Here’s where things start to get even more problematic. Anxiety disorders look a LOT like ADD and ADHD and are often misdiagnosed. The symptoms between the two types of diagnoses significantly overlap. If the prescriber does not ask the right questions (many of which are intensely personal) the wrong diagnosis will often be derived. Now we can muddy the waters even further: if a person has either chronic Depression or Anxiety, there is a very high likelihood that they will have both. Bi-Polar Disorder involves alternating patterns of Depression and Mania. Mania looks a lot like Anxiety. A person who has both Depression and Anxiety looks a lot like a person who has Depression and Mania and thus a wrong diagnosis of Bi-Polar Disorder is derived. According to the DSM (clinicians reference guide) the prevalence of Bi-Polar Disorder is somewhere around one person in every 200. Take a poll of people in recovery from addictions and you’ll see that the percentage diagnosed as living with Bi Polar Disorder skyrockets beyond anything that even loosely resembles a reasonable probability.

The emphasis on accurate diagnosis cannot be stressed enough. A person who truly does live with Bi Polar Disorder, Attention Deficit Disorders, and some forms of Depression were born with a genetic link and their symptoms are present by early adulthood. Anxiety disorders are generally not genetically linked and yet they run in families because they are most often the product of learned behavior (most notably how one learns to deal with negative emotions).
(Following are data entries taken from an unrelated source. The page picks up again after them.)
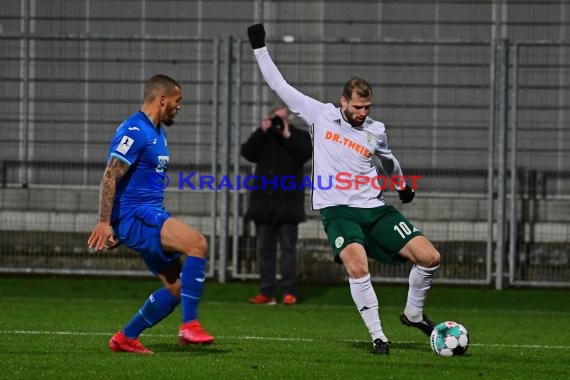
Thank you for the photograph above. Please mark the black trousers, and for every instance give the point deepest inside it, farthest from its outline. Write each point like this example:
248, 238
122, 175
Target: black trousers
268, 236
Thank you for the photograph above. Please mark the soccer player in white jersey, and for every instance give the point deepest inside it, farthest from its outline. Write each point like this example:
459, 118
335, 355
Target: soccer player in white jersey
348, 144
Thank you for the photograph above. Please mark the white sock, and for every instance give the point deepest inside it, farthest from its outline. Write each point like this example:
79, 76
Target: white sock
420, 281
367, 304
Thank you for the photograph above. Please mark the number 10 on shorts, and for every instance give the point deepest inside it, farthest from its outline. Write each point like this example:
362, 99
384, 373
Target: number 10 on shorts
403, 229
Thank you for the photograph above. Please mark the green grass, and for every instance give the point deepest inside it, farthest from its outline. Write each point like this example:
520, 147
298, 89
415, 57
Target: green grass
59, 328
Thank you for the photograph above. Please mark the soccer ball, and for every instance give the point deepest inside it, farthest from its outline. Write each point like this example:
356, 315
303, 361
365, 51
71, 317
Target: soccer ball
449, 338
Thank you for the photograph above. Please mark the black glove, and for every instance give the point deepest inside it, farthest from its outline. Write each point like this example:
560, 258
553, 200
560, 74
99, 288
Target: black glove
256, 35
407, 194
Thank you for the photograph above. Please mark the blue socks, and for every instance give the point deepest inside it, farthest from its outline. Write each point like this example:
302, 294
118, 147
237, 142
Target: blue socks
192, 281
158, 306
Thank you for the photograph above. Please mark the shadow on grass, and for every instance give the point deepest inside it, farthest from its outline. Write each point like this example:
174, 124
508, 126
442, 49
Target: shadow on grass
200, 350
367, 346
In short, if you’re born with a condition it is likely a lifelong condition that needs to be managed – with or without medication is a frank discussion to have with your prescribing professional. If the diagnosis is not a product of your DNA then it is a product of your experience and may well be overcome completely and without medication.

It has been said for decades now that we have become a society that seeks a pill for whatever ails us. It is well past time for us to stop being passive recipients of health care services and to simply accept what a health care professional’s findings are. We seek second opinions when surgeries or other intrusive treatments are ordered. Let us do the same with mental health conditions – most especially when we have a history of substance abuse or addictions.